U.S. District Court Judge Mark Bennett, nominated to the bench by then-President Bill Clinton, issued the restraining order on Wednesday, allowing Dordt College in Iowa and Cornerstone University in Michigan a reprieve while their case moves forward in court.
“I find that granting Plaintiffs preliminary injunctive relief is appropriate,” he wrote. “First, Plaintiffs may suffer irreparable harm without an injunction in that they would be forced to comply with the Mandate to the detriment of their religious exercise. Even if I were to later grant Plaintiffs relief on their underlying claims, that would not remedy the harm caused by forcing the Plaintiffs to do something they deem religiously objectionable.”
The two colleges had been represented in court by the Christian legal organization Alliance Defending Freedom (ADF), which argued that the mandate violates the federal Religious Freedom Restoration Act, as well as the First and Fifth Amendments to the United States Constitution.
“With full knowledge that many religious organizations hold the same or similar beliefs, the Defendants issued regulations that…trample on the freedom of the schools and millions of other American organizations and individuals to abide by their religious convictions and comply with moral imperatives they believe are decreed by God Himself,” the lawsuit declared.
“Christian colleges should remain free to operate according to their defining beliefs,” added ADF Senior Counsel Gregory S. Baylor in a press release surrounding the injunction. “Under this mandate, religious employers have no real choice: they must either comply and abandon their religious freedom, or resist and be taxed for their faith.”
“If the government can force Christian colleges to act contrary to their deeply-held religious convictions, then the government can do just about anything,” he said. “The court was right to block enforcement of this unconstitutional mandate.”
The temporary restraining order comes at a time when the U.S. Supreme Court is considering whether religious-owned businesses may be granted an exemption by the government.

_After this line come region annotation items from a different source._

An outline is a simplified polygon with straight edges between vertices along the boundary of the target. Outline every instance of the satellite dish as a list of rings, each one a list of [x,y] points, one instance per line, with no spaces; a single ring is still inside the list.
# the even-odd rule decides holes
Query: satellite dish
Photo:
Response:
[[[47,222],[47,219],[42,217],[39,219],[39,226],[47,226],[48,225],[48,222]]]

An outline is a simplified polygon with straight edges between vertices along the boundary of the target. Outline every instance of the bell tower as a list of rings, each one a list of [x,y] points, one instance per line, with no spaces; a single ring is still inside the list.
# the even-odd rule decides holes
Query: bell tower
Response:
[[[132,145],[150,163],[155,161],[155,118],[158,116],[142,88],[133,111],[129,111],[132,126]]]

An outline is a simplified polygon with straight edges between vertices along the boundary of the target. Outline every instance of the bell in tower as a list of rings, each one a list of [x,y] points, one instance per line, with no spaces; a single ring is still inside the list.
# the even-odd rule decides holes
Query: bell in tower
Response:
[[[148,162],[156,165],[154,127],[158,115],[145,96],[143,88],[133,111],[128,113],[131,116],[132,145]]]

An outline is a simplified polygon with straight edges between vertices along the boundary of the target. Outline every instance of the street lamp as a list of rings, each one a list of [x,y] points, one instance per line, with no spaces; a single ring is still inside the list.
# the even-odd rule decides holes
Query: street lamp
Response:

As previously reported, the Obama administration had filed an appeal to the Supreme Court in September in an effort to force the popular craft chain Hobby Lobby to comply with the abortion pill mandate in the Affordable Care Act. It asked the court to overturn a preliminary injunction that was granted to the company this past July.
Hobby Lobby offers birth control coverage to its employees but refuses to provide coverage for the morning-after and week-after pill, which it believes are abortifacients.
Conestoga Wood Specialties Corporation, the plaintiff in the second case before the court, filed suit in December 2012 against the mandate, stating that it has never provided insurance coverage for medications that induce abortions, and doesn’t plan on doing so. It explained that terminating a life after conception violates its sincerely-held Mennonite beliefs, stating that it “is an intrinsic evil and a sin against God.”
The justices of the Supreme Court are expected to issue their ruling in June, which could have a significant impact on the rights of religious business owners to practice their faith in the workplace.